Crisis Text Line is preparing to make a trove of data available to approved researchers in an effort to better inform public policy and improve mental health care services. (The organization has headquarters in New York City and was founded by Nancy Lublin, who previously spent 12 years as the chief executive of DoSomething.org.)
Among the data that is publicly available on its site right now:
— States where texters most often seek help for “school problems,” a category used by Crisis Text Line, are South Carolina, Virginia, Illinois and Connecticut.
— Vermont, South Dakota and Mississippi are the top three states for messages exchanged about “bullying.” (This data includes all texters, not just young adults).
— LGBT issues are more prevalent among all texters in Alaska, Oklahoma and Nebraska.
At After School, Levy, 24, and his co-founder, CEO Michael Callahan, 33, hope to draw from that data pool and serve a greater purpose in schools. Their app launched a beta version in 2014 and was quickly downloaded by students at thousands of high schools across the U.S. Just as quickly, it seemed, the app became a magnet for bullying, harassment and even threats of violent attacks at schools, despite its stated intention to be a safe space for positive messaging between teens. It was temporarily removed from the Apple store because of inappropriate content.
The updated version of the app — once again available for download in the Apple store — includes new security features designed to protect its young users. The emergency notification system is part of that, along with 24/7 moderators and enforcement of a zero-tolerance policy toward cyberbullying and threats, the app-makers say.
Levy said they ultimately want to use the data to advise state and local education policymakers about how students in a particular region or district are faring mentally and emotionally
To that end, they’ve talked with educators and administrators in cities like Houston, Dallas, San Francisco, Los Angeles, Chicago and Miami.
“If we know that in Colorado, we get a lot more requests (for the counseling service) than we do in Texas, then maybe we should go talk to the Board of Education in Colorado and tell them that ‘Hey, we’re seeing a problem in your state,’” he said.
Maria Tavella, a middle school counselor at I.S. 141, “The Steinway” school in Queens, said she tacked the 741-741 number to her bulletin board at the beginning of the year and is now going from class to class to explain how Crisis Text Line works.

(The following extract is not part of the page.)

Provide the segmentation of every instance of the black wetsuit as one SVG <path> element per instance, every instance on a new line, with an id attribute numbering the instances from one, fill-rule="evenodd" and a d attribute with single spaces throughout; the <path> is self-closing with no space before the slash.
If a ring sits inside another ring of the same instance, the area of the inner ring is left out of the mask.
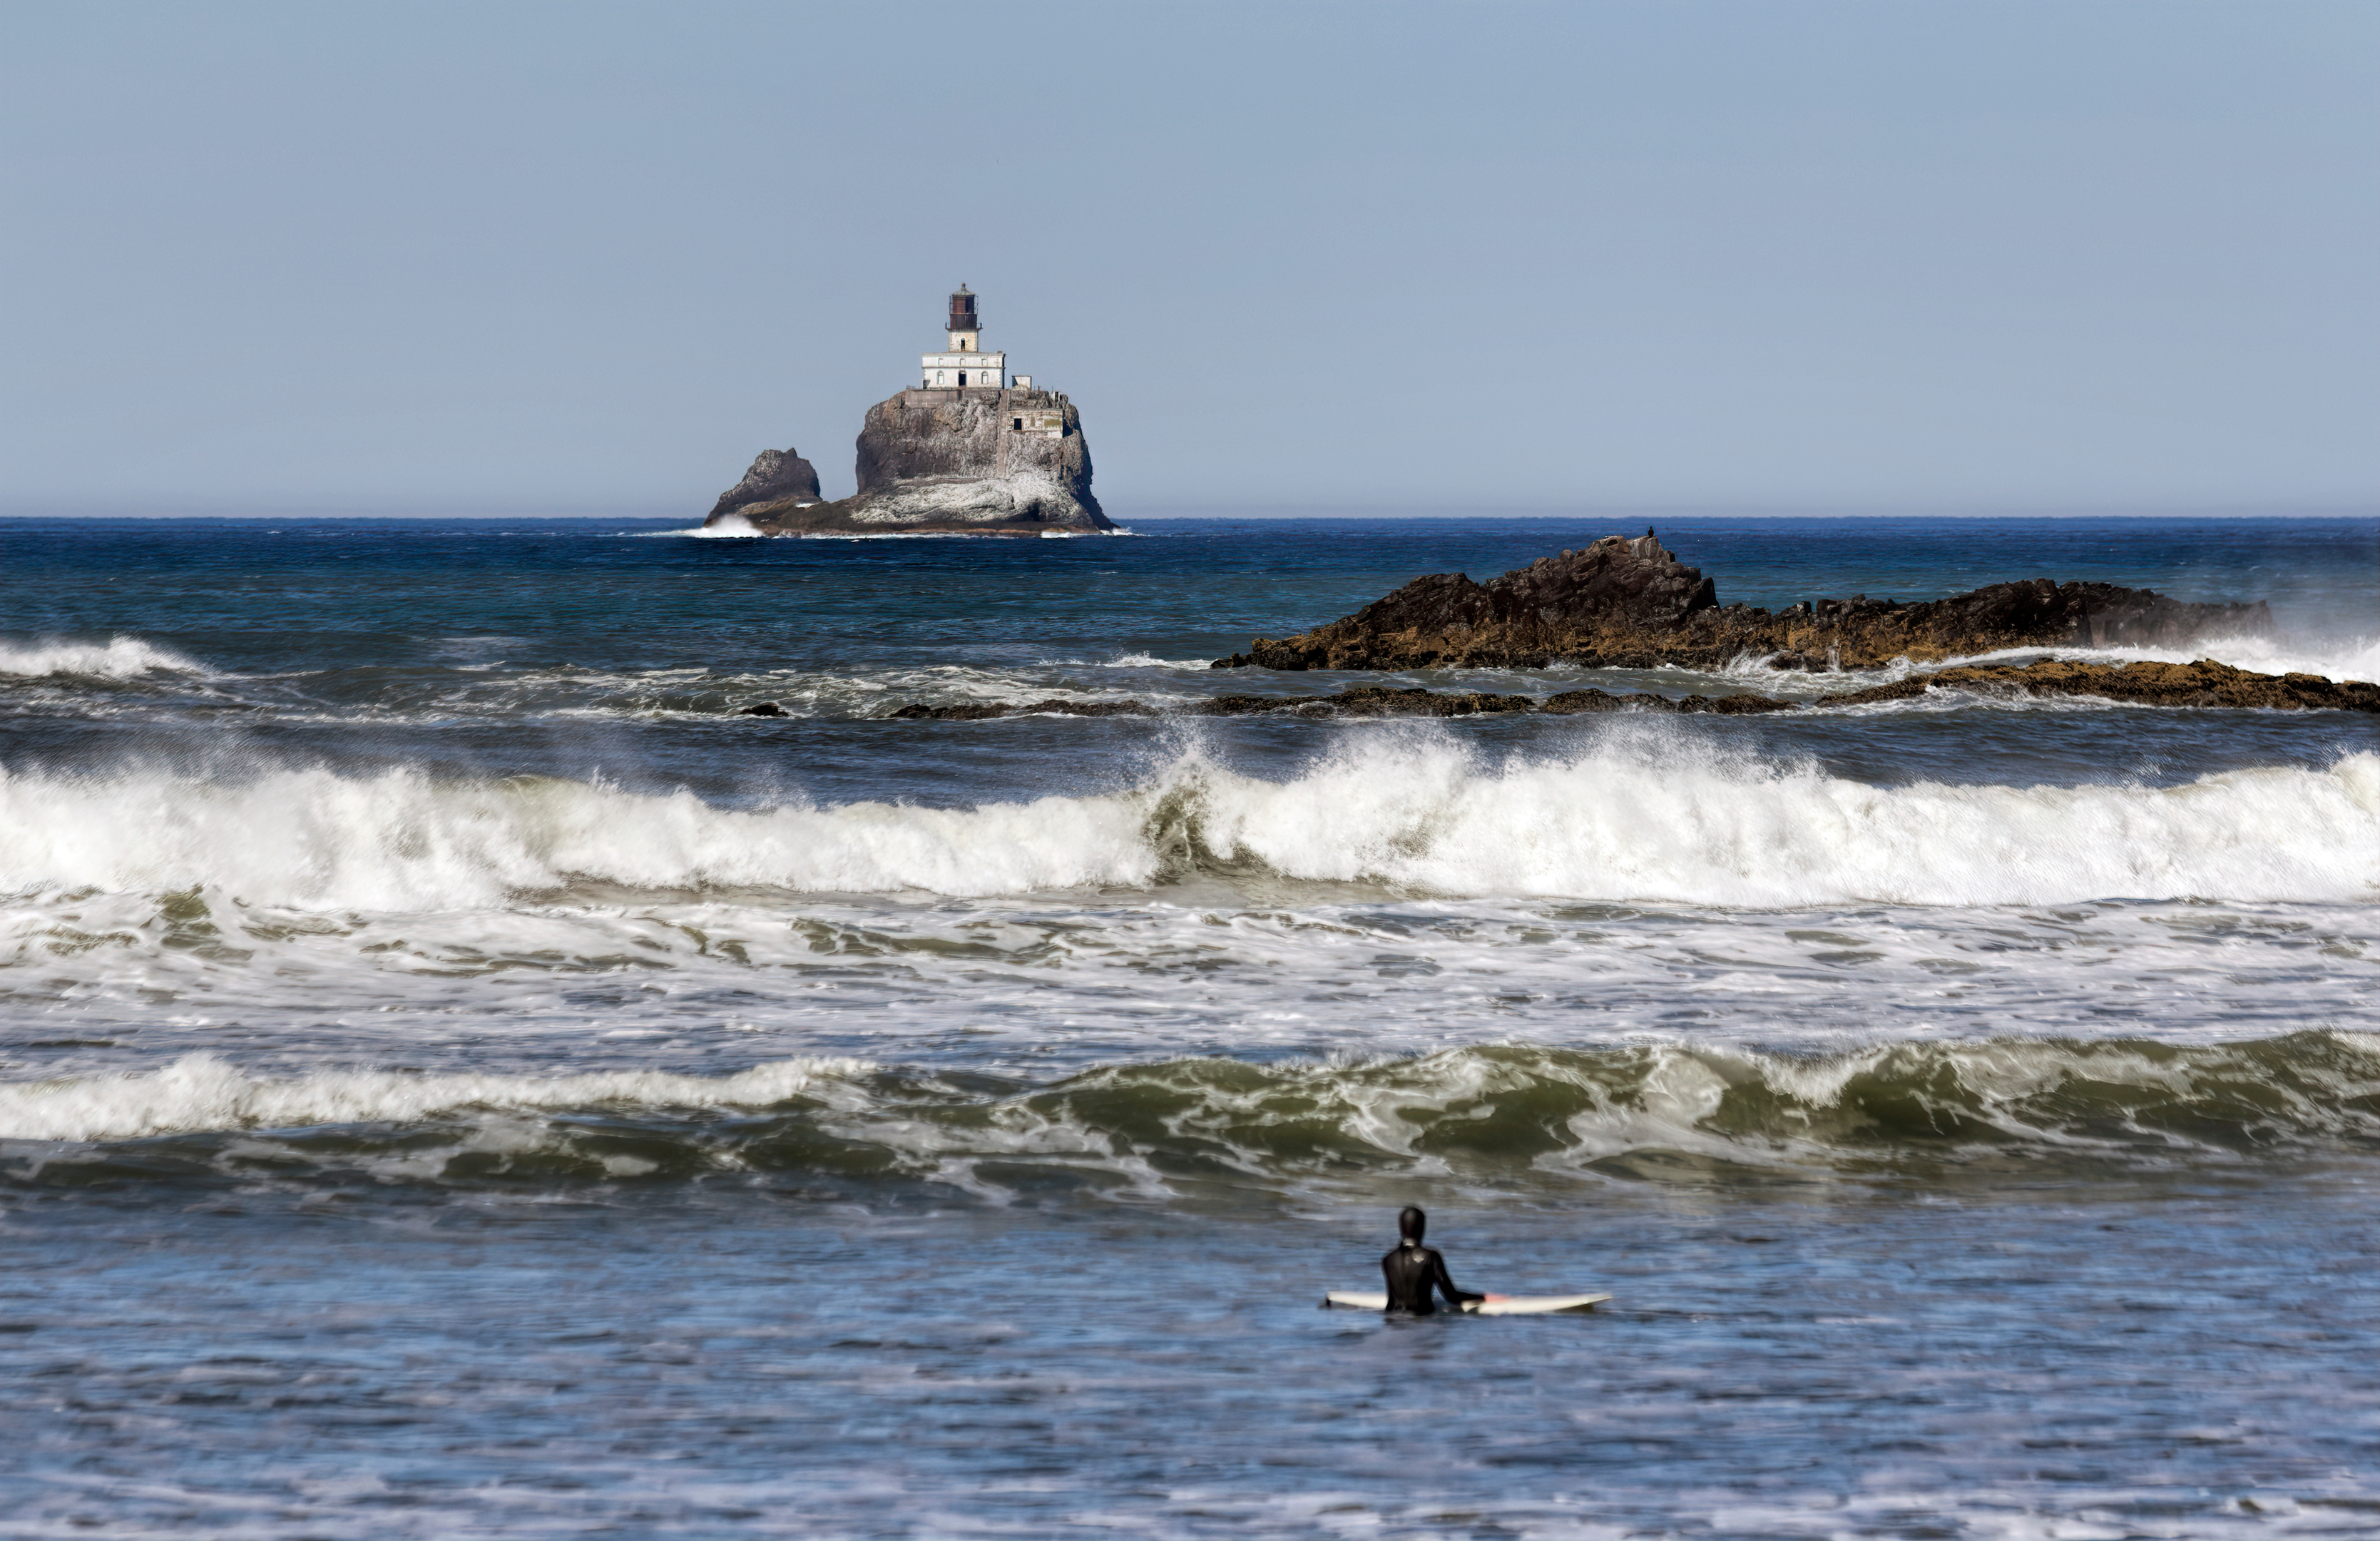
<path id="1" fill-rule="evenodd" d="M 1409 1311 L 1416 1316 L 1427 1316 L 1438 1309 L 1433 1298 L 1436 1291 L 1443 1291 L 1446 1303 L 1456 1307 L 1464 1301 L 1488 1298 L 1475 1295 L 1467 1290 L 1457 1290 L 1454 1280 L 1446 1277 L 1446 1259 L 1438 1255 L 1436 1247 L 1399 1242 L 1394 1252 L 1380 1259 L 1380 1272 L 1389 1281 L 1389 1309 L 1391 1311 Z"/>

The school has 1,200 students in sixth to eighth grade and only two counselors, she said.
Tavella said she often encounters students who have plenty of friends but tell her it’s not always safe or reliable to confide in them. The anonymous nature of the service and the understanding that a trained adult is on the other side of the iPhone makes it attractive, she believes.
“Come a weekend, if they can’t reach out to their friends, if they can’t tell their parents about something, it’s nice to know, ‘OK, here’s something else I can trust, here’s someone else I can go to.’”
If you or someone you know needs help, use the Crisis Text Line, or call the National Suicide Prevention Lifeline at 1-800-273-8255.